Using Speech To Text Processing on Social Media Voice Notes

WhatsApp voices notes are great. When you don’t feel like typing, or just want your friends to hear your voice without having to bother them with a phone call, they’re the go-to.

Unfortunately, voice notes have attracted quite a bit of opposition.

At least within my social network.

The problem with voice notes is that while they’re great for the sender (disclaimer: I love them), they can be downright inconvenient for the recipient.

Ever log onto WhatsApp in the middle of the workday to find a slew of three minute voice notes waiting for your listening attention one by one? What about when you’re about to head into a meeting? In these instances, and more, what’s convenient for your friend for you can be downright annoying.

Wouldn’t it be great if WhatsApp would integrate an automatic transcription feature into the service?

It would. But until then you still have options.

Desktop (Cross Platform)

Here’s a solution that works on the desktop. Find the speech to text engine that works for you. There are speech recognition tools for the desktop, but I think it makes more sense to use a cloud app.

1. Download Voice Note

Firstly, you’ll need to download the voice note.

If you’re accessing WhatsApp from the web UI, then all you have to do is click on the downward-facing caret next to the message and then select download:

Downloading a voice note

You’ll receive the download as an .ogg — which is the Ogg Vorbis (lossy) audio format.

2. Set Up Shop At HappyScribe.com

Happy Scribe offers automatic transcription. It’s a paid service, but there’s a generous free tier to give you an opportunity to see how it works.

I’ve used it to transcribe quite a lot of voice notes and still haven’t reached the end of that tier yet.

Their current pricing is here.

3. Upload and Transcribe Voice Notes

After about a minute, your transcribed voice note is ready to read.

As you can see, the results are imperfect.

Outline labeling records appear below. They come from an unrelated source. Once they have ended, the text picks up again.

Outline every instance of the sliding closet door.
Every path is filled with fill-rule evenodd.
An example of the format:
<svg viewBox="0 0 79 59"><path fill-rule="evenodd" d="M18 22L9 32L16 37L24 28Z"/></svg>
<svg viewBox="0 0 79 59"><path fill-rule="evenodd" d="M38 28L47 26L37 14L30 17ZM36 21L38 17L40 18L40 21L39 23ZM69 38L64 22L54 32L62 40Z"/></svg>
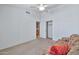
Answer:
<svg viewBox="0 0 79 59"><path fill-rule="evenodd" d="M52 21L47 22L47 38L52 39Z"/></svg>

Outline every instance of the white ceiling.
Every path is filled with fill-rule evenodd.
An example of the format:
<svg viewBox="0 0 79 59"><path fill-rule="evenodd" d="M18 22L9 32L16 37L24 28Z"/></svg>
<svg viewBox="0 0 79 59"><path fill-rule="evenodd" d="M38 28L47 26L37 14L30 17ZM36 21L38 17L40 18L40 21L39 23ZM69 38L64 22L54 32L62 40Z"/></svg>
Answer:
<svg viewBox="0 0 79 59"><path fill-rule="evenodd" d="M59 6L58 4L44 4L44 5L47 5L46 10ZM10 4L10 6L25 8L25 9L29 8L35 11L39 11L37 7L40 6L40 4Z"/></svg>

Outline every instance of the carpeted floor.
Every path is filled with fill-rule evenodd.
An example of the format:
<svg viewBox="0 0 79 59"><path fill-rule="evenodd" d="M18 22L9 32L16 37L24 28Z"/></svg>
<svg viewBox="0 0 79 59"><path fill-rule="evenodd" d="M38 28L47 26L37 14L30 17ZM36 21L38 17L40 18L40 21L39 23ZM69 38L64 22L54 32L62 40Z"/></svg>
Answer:
<svg viewBox="0 0 79 59"><path fill-rule="evenodd" d="M36 39L11 48L3 49L0 51L0 55L44 55L47 53L48 47L53 44L54 41L50 39Z"/></svg>

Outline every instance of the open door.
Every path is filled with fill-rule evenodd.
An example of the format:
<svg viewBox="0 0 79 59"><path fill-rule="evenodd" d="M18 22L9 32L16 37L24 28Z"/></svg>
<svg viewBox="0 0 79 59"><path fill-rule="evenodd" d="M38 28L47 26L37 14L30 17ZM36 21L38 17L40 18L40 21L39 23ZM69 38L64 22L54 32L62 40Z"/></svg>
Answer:
<svg viewBox="0 0 79 59"><path fill-rule="evenodd" d="M52 39L52 21L47 21L46 23L46 37Z"/></svg>
<svg viewBox="0 0 79 59"><path fill-rule="evenodd" d="M40 22L36 22L36 39L40 38Z"/></svg>

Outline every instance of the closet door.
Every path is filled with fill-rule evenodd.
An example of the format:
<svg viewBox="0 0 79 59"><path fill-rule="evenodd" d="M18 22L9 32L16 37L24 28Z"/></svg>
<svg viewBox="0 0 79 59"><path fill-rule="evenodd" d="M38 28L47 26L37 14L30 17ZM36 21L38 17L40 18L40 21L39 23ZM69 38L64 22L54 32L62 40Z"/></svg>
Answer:
<svg viewBox="0 0 79 59"><path fill-rule="evenodd" d="M48 21L48 26L47 26L48 28L48 34L47 34L47 36L48 36L48 38L50 38L50 39L52 39L52 21Z"/></svg>

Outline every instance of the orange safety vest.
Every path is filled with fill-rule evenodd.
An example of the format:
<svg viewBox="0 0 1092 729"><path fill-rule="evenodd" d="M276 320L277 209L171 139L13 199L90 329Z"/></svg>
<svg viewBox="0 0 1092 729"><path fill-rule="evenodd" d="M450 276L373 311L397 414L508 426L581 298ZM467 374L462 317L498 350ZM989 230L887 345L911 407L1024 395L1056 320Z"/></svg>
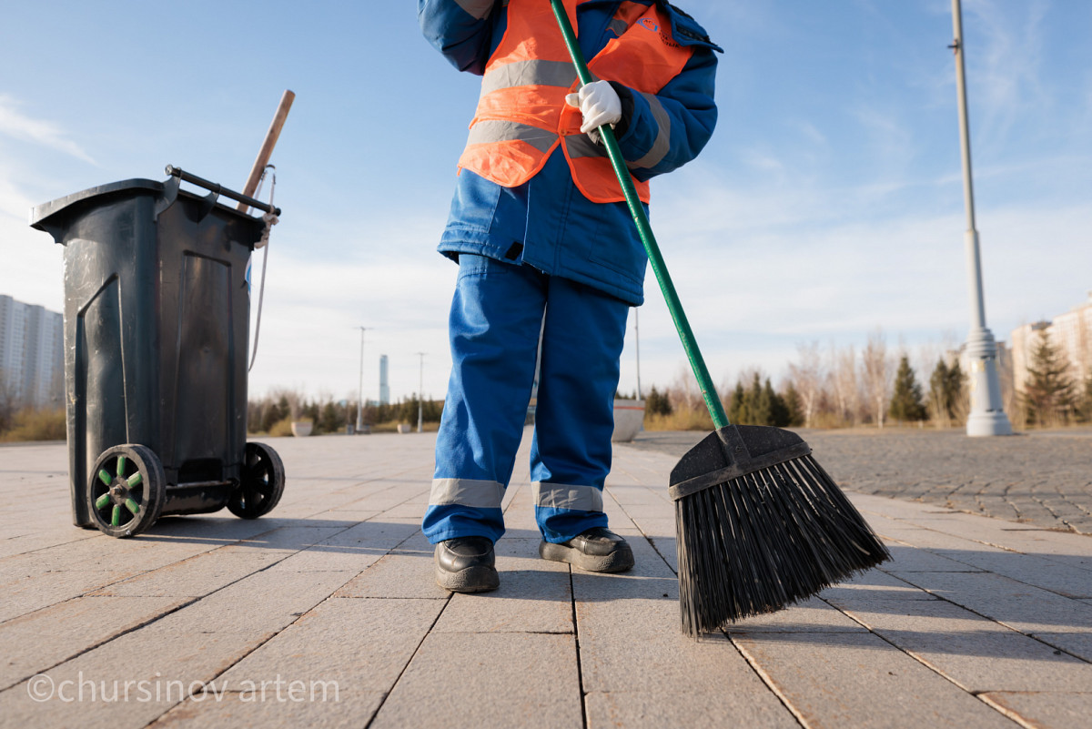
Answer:
<svg viewBox="0 0 1092 729"><path fill-rule="evenodd" d="M565 0L573 28L581 1ZM656 3L622 2L609 28L617 37L587 63L589 70L597 80L617 81L650 97L679 74L692 53L674 40L670 19ZM585 198L624 201L606 150L580 131L580 109L565 103L579 85L549 0L510 0L508 28L485 67L459 169L514 188L534 177L560 144ZM650 101L654 116L663 116L660 103ZM667 143L663 135L656 146ZM633 179L633 184L648 203L649 183Z"/></svg>

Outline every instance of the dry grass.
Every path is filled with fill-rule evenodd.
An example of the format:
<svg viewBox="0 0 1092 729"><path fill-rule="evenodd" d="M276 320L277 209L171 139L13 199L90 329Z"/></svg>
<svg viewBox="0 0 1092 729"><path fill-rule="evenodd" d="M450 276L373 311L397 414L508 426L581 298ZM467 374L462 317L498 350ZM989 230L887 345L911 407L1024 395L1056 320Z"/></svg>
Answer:
<svg viewBox="0 0 1092 729"><path fill-rule="evenodd" d="M64 410L20 410L11 430L0 433L0 441L63 441L66 438Z"/></svg>
<svg viewBox="0 0 1092 729"><path fill-rule="evenodd" d="M670 415L644 416L645 430L713 430L713 419L702 409L676 408Z"/></svg>

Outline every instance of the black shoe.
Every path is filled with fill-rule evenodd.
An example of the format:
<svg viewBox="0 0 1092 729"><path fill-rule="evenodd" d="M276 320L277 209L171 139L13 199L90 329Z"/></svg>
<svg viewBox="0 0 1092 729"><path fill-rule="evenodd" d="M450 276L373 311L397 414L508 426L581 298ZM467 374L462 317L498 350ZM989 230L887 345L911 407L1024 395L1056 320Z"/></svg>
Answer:
<svg viewBox="0 0 1092 729"><path fill-rule="evenodd" d="M455 537L436 546L436 584L452 593L487 593L500 586L492 542Z"/></svg>
<svg viewBox="0 0 1092 729"><path fill-rule="evenodd" d="M568 562L589 572L625 572L633 566L633 550L605 526L596 526L569 541L538 545L538 557Z"/></svg>

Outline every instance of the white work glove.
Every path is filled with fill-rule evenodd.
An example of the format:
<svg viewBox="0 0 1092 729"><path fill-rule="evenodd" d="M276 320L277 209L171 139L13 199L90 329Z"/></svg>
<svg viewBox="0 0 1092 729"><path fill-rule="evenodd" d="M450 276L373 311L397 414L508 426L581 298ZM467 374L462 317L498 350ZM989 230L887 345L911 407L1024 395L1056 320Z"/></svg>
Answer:
<svg viewBox="0 0 1092 729"><path fill-rule="evenodd" d="M585 134L604 124L614 127L621 120L621 99L607 81L593 81L581 86L575 94L568 94L565 103L579 108L584 115L580 131Z"/></svg>

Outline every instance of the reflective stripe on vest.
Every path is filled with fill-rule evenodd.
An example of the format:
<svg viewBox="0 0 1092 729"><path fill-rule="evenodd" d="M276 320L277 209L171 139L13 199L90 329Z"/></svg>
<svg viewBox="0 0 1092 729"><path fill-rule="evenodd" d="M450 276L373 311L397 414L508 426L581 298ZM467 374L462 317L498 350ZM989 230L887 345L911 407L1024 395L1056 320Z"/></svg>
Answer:
<svg viewBox="0 0 1092 729"><path fill-rule="evenodd" d="M594 486L566 486L562 483L531 485L535 506L571 509L583 512L603 511L603 492Z"/></svg>
<svg viewBox="0 0 1092 729"><path fill-rule="evenodd" d="M578 4L565 0L570 21ZM596 79L636 89L651 105L656 139L641 159L628 163L631 170L651 168L670 148L670 118L655 94L678 75L692 51L672 39L670 20L655 3L622 2L608 33L618 37L589 69ZM526 43L531 37L534 44ZM624 201L606 151L580 131L579 109L565 103L578 86L549 0L510 0L508 29L486 64L460 169L514 188L534 177L563 139L573 182L584 196L600 203ZM649 202L648 182L633 179L633 184Z"/></svg>

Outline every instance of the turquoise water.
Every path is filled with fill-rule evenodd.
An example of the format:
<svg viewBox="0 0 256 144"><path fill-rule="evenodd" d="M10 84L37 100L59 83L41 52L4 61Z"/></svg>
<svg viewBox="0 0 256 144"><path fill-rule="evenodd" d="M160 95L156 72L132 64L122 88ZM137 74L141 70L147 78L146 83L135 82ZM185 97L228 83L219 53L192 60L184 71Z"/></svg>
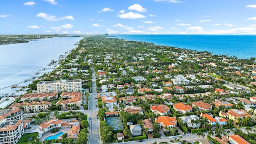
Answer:
<svg viewBox="0 0 256 144"><path fill-rule="evenodd" d="M146 42L181 48L206 51L214 54L256 58L256 35L113 35L125 40ZM190 36L190 38L188 38Z"/></svg>
<svg viewBox="0 0 256 144"><path fill-rule="evenodd" d="M64 132L59 132L58 133L55 134L54 136L48 136L48 137L47 137L47 138L45 138L44 139L44 140L56 140L56 139L57 139L57 138L58 138L59 136L61 136L62 135L64 134Z"/></svg>

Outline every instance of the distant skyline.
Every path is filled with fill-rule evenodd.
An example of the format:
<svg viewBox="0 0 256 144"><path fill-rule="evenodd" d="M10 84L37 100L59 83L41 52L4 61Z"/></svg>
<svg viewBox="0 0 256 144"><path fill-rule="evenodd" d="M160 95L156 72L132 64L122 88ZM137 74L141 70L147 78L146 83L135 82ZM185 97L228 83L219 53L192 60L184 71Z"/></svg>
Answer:
<svg viewBox="0 0 256 144"><path fill-rule="evenodd" d="M0 34L256 34L254 0L1 0Z"/></svg>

But they’re more than good enough to get the gist of what’s being said.

Android

First up, I tested out Transcriber for WhatsApp — which I’m currently enjoying early access to.

If you’re transcribing voice notes using an app like this, firstly hold down the voice message and then hit share. Once the options populate, choose the transcription app that you’ve installed (search the Play Store for automatic voice transcription; there are quite a few options).

Unfortunately Transcriber for WhatsApp, which was my first choice, deemed my friend’s voice note to have “incomprehensible audio.”

After trying a couple more apps, I next tried out Otter.ai — a popular AI-powered transcription service which is ideal for automatically transcribing meetings and recorded conversations.

Best of all, it can be accessed from a web UI — so conceivably this could be the tool to handle all your WhatsApp voice notes.

I ran my friend’s voice note through Otter — and this time I had success.

Again, the automated transcript differed slightly from what was actually said. But it was more than good enough to use. Otter also plucked out the keywords from the message for me.

Otter’s pricing is here.

Compare and contrast the transcripts:

Otter.Ai:

Happy Scribe:

Happy Scribe:

Verdict

Both Otter and Happy Scribe do a decent job at automatically transcribing WhatsApp voice notes. While both speech to text engines currently transcribe imperfectly, both are more than good to use in my opinion.

Given that Otter has both a web UI and apps for Android and iOS this would give it the edge for me. It’s always easier to use one platform across your devices. And, using just one service, you can keep all your voice message transcriptions in one place.

At the time of writing, Otter is also offering 600 free minutes of automatic transcription per month (max 40 minutes per recording).

So — unless you’re receiving a vast amount of voice notes — you could conceivably do all your transcription using it alone.